A new report from the Switzerland-based International Organization for Migration (www.iom-iraq.net/idp.html), perhaps the best record-keepers of these things, says they have counted about 80,000 Iraqis (13,030 families multiplied by their standard six per family for 78,180 individuals) who have returned to their original neighborhoods from around Iraq or abroad. The report notes that these figures are likely the "majority" of those who have returned, but there's no comprehensive registry of these movements. So the real figure could be more than 150,000 – a sizable amount but just a fraction of the more than 3 million who have fled their homes or country since 2003. The bulk of the movement since 2003 came in 2006 with the escalation in sectarian killing.
The group interviewed 900 returning families. It's not a fully representative sampling of all returnees and there are some puzzling trends. For example, the number of returns for March, 2007, is much higher than any month before or after. But it looks like those coming back are probably the most fearless--they stuck it out longer in their homes and returned sooner. Here are some of the hints the survey offers about those braving a return to Iraq:
--46 percent of those returning were only out of the country three to six months, meaning they had stayed long into the violence and came back amid the first indications that bloodshed was decreasing.

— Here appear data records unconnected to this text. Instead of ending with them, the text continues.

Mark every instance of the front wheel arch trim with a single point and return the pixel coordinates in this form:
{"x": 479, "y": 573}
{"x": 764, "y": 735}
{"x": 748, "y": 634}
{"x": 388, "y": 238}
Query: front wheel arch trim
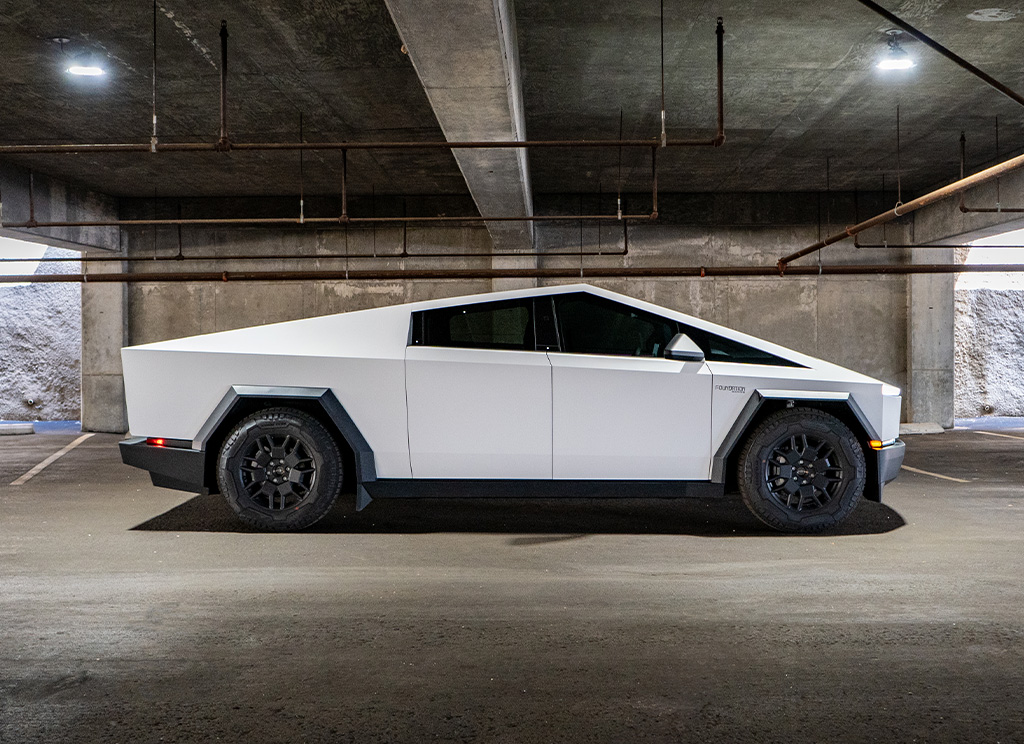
{"x": 828, "y": 401}
{"x": 322, "y": 398}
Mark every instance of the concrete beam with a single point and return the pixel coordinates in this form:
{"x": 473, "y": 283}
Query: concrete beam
{"x": 466, "y": 54}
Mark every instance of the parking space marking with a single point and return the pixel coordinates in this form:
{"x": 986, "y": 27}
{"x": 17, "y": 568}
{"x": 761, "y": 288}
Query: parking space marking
{"x": 56, "y": 455}
{"x": 994, "y": 434}
{"x": 934, "y": 475}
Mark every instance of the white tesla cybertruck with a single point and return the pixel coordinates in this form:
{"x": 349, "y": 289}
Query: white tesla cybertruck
{"x": 570, "y": 390}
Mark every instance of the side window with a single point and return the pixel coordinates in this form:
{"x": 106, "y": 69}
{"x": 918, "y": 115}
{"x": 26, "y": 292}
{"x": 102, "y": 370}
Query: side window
{"x": 594, "y": 325}
{"x": 717, "y": 348}
{"x": 506, "y": 325}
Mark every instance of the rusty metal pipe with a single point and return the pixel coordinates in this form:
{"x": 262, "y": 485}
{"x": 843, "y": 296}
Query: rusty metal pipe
{"x": 223, "y": 144}
{"x": 545, "y": 273}
{"x": 930, "y": 198}
{"x": 927, "y": 246}
{"x": 720, "y": 136}
{"x": 981, "y": 210}
{"x": 936, "y": 46}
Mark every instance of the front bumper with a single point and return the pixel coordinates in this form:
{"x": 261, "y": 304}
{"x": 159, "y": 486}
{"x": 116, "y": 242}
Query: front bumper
{"x": 177, "y": 468}
{"x": 883, "y": 468}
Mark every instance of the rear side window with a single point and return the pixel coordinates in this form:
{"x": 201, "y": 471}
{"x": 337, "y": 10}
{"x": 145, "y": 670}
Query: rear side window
{"x": 506, "y": 325}
{"x": 592, "y": 324}
{"x": 717, "y": 348}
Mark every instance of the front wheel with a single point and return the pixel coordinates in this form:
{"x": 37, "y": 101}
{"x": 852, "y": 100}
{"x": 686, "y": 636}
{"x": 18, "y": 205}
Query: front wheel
{"x": 280, "y": 470}
{"x": 802, "y": 470}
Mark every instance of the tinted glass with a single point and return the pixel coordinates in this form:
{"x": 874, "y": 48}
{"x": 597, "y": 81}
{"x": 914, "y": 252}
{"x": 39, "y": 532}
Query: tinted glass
{"x": 718, "y": 349}
{"x": 483, "y": 325}
{"x": 594, "y": 325}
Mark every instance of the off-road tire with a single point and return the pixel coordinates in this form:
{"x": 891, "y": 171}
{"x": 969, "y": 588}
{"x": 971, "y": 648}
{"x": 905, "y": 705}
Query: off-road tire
{"x": 802, "y": 471}
{"x": 280, "y": 470}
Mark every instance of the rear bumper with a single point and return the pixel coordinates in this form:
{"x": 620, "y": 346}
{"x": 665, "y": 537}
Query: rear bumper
{"x": 884, "y": 467}
{"x": 177, "y": 468}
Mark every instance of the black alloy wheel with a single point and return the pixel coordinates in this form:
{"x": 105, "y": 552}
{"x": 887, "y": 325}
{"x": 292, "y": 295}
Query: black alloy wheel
{"x": 802, "y": 470}
{"x": 280, "y": 470}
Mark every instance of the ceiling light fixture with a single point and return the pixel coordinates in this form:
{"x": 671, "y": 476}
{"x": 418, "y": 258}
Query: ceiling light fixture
{"x": 88, "y": 66}
{"x": 896, "y": 57}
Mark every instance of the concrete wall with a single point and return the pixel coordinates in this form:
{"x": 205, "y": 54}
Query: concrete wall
{"x": 40, "y": 347}
{"x": 989, "y": 352}
{"x": 102, "y": 398}
{"x": 858, "y": 322}
{"x": 946, "y": 325}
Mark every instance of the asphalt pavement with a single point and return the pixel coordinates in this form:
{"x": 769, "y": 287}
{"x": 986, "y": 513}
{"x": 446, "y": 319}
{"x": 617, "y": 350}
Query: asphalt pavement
{"x": 131, "y": 613}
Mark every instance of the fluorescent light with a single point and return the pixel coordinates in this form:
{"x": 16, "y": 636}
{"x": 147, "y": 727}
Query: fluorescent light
{"x": 896, "y": 57}
{"x": 86, "y": 70}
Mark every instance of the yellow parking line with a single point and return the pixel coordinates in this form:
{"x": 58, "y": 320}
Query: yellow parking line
{"x": 994, "y": 434}
{"x": 934, "y": 475}
{"x": 37, "y": 469}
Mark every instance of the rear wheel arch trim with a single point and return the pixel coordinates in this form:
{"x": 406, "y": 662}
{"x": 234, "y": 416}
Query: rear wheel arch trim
{"x": 756, "y": 402}
{"x": 366, "y": 468}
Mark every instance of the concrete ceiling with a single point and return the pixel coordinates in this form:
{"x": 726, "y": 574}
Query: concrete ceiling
{"x": 801, "y": 87}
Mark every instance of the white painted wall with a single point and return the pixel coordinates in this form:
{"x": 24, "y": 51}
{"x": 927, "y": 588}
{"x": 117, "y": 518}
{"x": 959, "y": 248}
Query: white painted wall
{"x": 40, "y": 340}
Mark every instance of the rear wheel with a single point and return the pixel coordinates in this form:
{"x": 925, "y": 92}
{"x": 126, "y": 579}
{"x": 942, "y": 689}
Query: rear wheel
{"x": 802, "y": 470}
{"x": 280, "y": 470}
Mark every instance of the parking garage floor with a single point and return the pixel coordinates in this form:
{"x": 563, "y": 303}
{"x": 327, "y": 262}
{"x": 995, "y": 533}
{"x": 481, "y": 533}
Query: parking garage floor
{"x": 131, "y": 613}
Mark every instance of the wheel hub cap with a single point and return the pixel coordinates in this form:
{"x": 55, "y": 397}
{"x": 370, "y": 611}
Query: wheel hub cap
{"x": 276, "y": 472}
{"x": 803, "y": 472}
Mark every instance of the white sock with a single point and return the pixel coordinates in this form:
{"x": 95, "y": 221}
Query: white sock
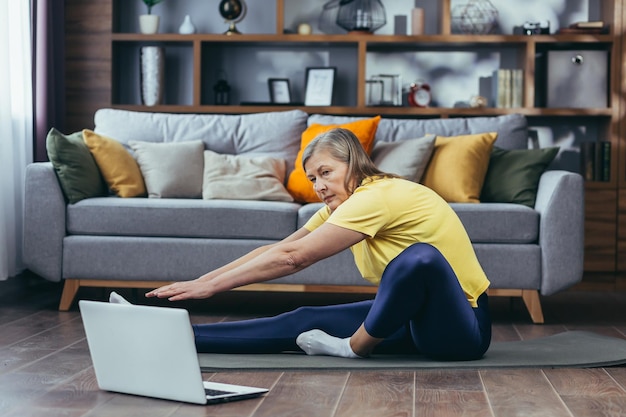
{"x": 317, "y": 342}
{"x": 117, "y": 299}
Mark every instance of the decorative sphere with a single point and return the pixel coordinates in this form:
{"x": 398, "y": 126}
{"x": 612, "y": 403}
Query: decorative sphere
{"x": 230, "y": 9}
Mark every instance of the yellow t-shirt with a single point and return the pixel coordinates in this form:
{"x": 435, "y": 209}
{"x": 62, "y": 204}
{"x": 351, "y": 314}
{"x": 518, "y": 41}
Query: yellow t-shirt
{"x": 396, "y": 213}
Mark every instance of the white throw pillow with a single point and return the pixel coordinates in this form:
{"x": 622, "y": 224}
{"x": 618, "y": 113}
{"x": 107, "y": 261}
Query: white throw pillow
{"x": 242, "y": 177}
{"x": 406, "y": 158}
{"x": 171, "y": 170}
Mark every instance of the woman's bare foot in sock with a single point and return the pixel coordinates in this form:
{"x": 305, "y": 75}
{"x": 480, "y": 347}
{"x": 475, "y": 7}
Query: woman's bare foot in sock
{"x": 317, "y": 342}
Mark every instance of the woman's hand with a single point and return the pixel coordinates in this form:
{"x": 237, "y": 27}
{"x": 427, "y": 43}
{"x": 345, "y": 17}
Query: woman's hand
{"x": 184, "y": 290}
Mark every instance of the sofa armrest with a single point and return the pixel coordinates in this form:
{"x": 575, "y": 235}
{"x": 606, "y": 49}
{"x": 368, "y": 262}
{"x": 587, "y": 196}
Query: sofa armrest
{"x": 561, "y": 205}
{"x": 44, "y": 221}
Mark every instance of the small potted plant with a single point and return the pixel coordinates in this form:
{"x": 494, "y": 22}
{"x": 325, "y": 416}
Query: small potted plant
{"x": 149, "y": 23}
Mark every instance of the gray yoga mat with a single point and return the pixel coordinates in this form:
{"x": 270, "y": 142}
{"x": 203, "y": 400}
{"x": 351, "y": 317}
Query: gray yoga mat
{"x": 573, "y": 349}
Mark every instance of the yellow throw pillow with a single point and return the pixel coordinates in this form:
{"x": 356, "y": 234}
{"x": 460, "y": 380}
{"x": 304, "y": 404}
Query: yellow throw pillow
{"x": 117, "y": 166}
{"x": 298, "y": 184}
{"x": 458, "y": 166}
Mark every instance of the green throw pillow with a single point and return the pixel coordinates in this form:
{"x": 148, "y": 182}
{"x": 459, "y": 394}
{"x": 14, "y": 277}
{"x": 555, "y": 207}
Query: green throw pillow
{"x": 76, "y": 169}
{"x": 513, "y": 175}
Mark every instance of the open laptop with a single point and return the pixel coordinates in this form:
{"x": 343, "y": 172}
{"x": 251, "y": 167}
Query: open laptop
{"x": 150, "y": 351}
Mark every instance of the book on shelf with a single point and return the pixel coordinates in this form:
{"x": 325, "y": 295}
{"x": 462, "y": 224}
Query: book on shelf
{"x": 507, "y": 88}
{"x": 593, "y": 27}
{"x": 588, "y": 25}
{"x": 595, "y": 160}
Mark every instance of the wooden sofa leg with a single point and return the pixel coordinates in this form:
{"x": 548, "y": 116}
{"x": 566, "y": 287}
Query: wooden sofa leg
{"x": 533, "y": 305}
{"x": 70, "y": 289}
{"x": 530, "y": 298}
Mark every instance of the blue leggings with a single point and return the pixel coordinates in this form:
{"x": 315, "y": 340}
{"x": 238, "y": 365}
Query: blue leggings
{"x": 419, "y": 308}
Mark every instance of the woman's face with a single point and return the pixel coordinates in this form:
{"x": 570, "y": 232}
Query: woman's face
{"x": 328, "y": 177}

--53 percent said they left for specific threats against them or the expulsion from their property. Others cited less specific worries, such as generalized violence, armed conflict or fear.
--Only about 8 percent were returning from bordering countries, meaning most of are making the trip back from temporary homes in Iraq.
--About 72 percent were Shiite Muslim Arabs and about 25 percent Sunni Arabs. Only one returning family of the 900 questioned was Christian, though Christians have fled the country in large numbers.
--55 percent said they "consistently" feel safe in the places they went back to and 43 percent said they "sometimes" feel safe.
--10 percent said the homes they fled are still occupied by others (the returnees are in their neighborhoods but not their original homes). Polls of those still displaced have shown about a third of them saying their homes were occupied.
--About 76 percent said they have 10 hours or less of electricity in the homes they returned to, including 37 percent with two hours or less.
--Of the married men who are heads of households, 48 percent said they were unemployed.